Pensemos num exemplo concreto: uma loja online. Enquanto ele está passeando pela loja, conferindo produtos e ofertas, sua atitude é uma. A hora em que ele opta por colocar um produto no carrinho, a atitude é outra.

Na primeira os atributos do produto, as ofertas são o foco, e o usuário vai se sentir mais à vontade se puder fuçar por conta própria, sem compromisso, sem consequência.

Na hora do carrinho as coisas mudam. Agora qualquer besteira que ele fizer pode ter consequências, agora é tudo mais sério, e embora seja um cenário muito mais racional, pode ser um excelente momento para segurar na mão do usuário e transmitir-lhe segurança e apoio. É uma hora de decisão, de ação, e ele pode não estar familiarizado com o processo. Ele pode ter medo de errar.

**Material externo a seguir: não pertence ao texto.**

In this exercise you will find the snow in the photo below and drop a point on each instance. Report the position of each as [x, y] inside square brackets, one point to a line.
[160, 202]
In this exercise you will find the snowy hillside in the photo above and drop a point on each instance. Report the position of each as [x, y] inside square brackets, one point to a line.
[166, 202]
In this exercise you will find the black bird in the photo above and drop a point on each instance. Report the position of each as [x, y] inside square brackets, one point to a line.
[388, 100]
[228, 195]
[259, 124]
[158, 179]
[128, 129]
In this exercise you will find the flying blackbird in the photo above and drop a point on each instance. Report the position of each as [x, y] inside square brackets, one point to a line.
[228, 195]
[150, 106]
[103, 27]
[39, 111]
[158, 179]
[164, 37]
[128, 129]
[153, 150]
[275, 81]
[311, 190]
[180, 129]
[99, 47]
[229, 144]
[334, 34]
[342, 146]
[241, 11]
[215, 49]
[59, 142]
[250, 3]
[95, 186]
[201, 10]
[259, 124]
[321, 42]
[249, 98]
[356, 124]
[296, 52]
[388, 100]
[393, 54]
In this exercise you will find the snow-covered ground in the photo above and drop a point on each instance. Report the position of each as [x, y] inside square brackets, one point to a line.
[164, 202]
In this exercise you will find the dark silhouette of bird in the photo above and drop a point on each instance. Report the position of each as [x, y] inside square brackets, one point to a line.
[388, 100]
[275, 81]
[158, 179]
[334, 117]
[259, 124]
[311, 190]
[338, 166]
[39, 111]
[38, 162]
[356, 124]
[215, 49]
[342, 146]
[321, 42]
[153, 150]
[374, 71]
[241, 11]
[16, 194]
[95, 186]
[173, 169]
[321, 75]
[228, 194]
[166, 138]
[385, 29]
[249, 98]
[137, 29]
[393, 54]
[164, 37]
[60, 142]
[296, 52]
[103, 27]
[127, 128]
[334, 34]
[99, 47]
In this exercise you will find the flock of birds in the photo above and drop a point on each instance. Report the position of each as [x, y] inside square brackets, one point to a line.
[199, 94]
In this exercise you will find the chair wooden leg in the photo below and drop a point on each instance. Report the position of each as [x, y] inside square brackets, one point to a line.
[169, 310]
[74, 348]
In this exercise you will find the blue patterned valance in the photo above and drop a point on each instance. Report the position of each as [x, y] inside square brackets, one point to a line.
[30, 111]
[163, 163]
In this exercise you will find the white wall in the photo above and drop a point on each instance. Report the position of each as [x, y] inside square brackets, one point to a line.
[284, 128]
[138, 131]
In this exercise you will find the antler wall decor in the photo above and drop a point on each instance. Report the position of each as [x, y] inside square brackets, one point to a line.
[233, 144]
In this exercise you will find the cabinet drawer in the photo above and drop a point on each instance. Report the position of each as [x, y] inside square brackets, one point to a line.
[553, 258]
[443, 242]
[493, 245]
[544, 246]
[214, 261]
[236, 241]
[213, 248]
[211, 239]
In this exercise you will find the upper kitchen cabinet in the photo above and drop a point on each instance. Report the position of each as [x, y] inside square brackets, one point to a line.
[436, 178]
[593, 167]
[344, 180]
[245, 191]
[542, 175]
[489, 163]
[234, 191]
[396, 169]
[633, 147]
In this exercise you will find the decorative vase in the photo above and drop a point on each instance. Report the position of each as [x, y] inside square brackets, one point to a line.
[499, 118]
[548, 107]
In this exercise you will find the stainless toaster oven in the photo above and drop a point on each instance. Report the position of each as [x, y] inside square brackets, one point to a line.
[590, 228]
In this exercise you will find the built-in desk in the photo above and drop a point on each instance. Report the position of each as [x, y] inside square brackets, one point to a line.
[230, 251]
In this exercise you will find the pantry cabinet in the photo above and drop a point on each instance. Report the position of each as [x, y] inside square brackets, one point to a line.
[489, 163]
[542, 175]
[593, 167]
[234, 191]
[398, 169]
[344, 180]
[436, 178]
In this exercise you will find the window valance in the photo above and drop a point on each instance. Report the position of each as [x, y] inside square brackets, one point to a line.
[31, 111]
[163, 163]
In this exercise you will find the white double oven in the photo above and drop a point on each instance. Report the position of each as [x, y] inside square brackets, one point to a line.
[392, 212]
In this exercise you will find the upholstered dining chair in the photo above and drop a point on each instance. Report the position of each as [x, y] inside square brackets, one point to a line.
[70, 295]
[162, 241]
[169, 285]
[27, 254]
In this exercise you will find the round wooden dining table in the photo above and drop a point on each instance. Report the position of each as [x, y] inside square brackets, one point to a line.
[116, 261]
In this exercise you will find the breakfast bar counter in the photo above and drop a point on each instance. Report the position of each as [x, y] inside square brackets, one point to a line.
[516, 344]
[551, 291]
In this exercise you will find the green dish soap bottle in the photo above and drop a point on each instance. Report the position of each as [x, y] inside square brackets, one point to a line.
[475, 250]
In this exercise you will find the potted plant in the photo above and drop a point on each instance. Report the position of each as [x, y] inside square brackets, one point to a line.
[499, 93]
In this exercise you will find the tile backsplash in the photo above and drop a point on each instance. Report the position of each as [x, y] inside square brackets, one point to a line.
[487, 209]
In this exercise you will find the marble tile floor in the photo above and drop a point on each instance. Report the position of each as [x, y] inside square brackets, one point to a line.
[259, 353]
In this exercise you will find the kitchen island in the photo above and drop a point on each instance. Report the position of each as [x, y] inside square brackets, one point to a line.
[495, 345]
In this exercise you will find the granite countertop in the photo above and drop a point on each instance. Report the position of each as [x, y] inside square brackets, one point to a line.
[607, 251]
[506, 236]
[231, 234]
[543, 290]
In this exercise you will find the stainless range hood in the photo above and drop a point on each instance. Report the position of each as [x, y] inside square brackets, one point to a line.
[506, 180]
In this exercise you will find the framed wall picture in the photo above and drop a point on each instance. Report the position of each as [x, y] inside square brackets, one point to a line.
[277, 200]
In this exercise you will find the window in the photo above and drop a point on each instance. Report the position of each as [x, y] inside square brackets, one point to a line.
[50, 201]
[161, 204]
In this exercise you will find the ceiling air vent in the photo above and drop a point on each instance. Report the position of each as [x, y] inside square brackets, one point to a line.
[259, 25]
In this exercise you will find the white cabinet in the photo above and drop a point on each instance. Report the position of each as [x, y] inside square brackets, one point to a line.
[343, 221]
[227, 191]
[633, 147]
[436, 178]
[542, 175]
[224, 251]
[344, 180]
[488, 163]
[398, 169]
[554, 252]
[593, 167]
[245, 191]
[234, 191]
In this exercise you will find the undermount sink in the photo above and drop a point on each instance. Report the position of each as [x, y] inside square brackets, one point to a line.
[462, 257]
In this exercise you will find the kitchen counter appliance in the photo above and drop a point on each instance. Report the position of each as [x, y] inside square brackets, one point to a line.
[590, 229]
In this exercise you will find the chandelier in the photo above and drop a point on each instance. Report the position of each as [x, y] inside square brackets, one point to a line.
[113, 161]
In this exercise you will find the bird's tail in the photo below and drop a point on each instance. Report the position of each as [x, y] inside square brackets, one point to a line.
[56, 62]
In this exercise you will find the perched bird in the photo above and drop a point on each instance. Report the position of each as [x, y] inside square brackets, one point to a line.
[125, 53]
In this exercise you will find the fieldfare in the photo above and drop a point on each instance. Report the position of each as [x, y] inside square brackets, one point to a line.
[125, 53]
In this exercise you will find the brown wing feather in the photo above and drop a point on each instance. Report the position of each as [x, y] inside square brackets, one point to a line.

No primeiro cenário o que conta é a sedução, a liberdade, o descompromisso. No segundo cenário a confiança, a privacidade e a facilidade são as tônicas. Quando você desenhar as interfaces, a comunicação, o processo todo, você deve levar em conta essa diferença de ambientes. Na cabeça do usuário, ele abriu uma porta e passou para um outro espaço, um espaço com outras regras. Se você for designer ou arquiteto de informação, não tenha pudores em mudar a cara da interface.

Numa mudança de cenário desse tipo, o usuário não vai ficar desorientado se alguns elementos sumirem, pelo contrário: vai ter certeza de que abriu a porta certa e passou para outra sala.

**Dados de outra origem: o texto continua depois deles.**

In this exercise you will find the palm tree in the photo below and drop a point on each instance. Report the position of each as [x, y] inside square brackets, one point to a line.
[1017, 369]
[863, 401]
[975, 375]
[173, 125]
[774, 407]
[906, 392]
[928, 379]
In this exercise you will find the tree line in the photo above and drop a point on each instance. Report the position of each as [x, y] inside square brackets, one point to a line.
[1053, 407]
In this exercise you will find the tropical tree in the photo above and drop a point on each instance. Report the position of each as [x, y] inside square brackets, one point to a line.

Comprei um guarda-chuva de um camelô outro dia. Cinco reau. Valeu cada centavo: eu precisava andar três quarteirões na Paulista debaixo de um pé d’água, e o tal guarda-chuva plin-plan-plum, se abriu automaticamente. Cheguei onde queria, e o fechei sem maiores dramas. Claro que eu o esqueci nem sei onde, mas não fiquei triste. Ele cumpriu sua missão, e se eu precisar de novo, sei que vai ser fácil achar.

Mas porém contudo todavia se o cenário fosse outro, se fosse um evento no Jockey, se fosse um presente de dia dos pais, se eu fosse aparecer na Caras, meu guarda-chuva chingling… não passaria da porta.

Mas se eu estou na chuva, é para não me molhar.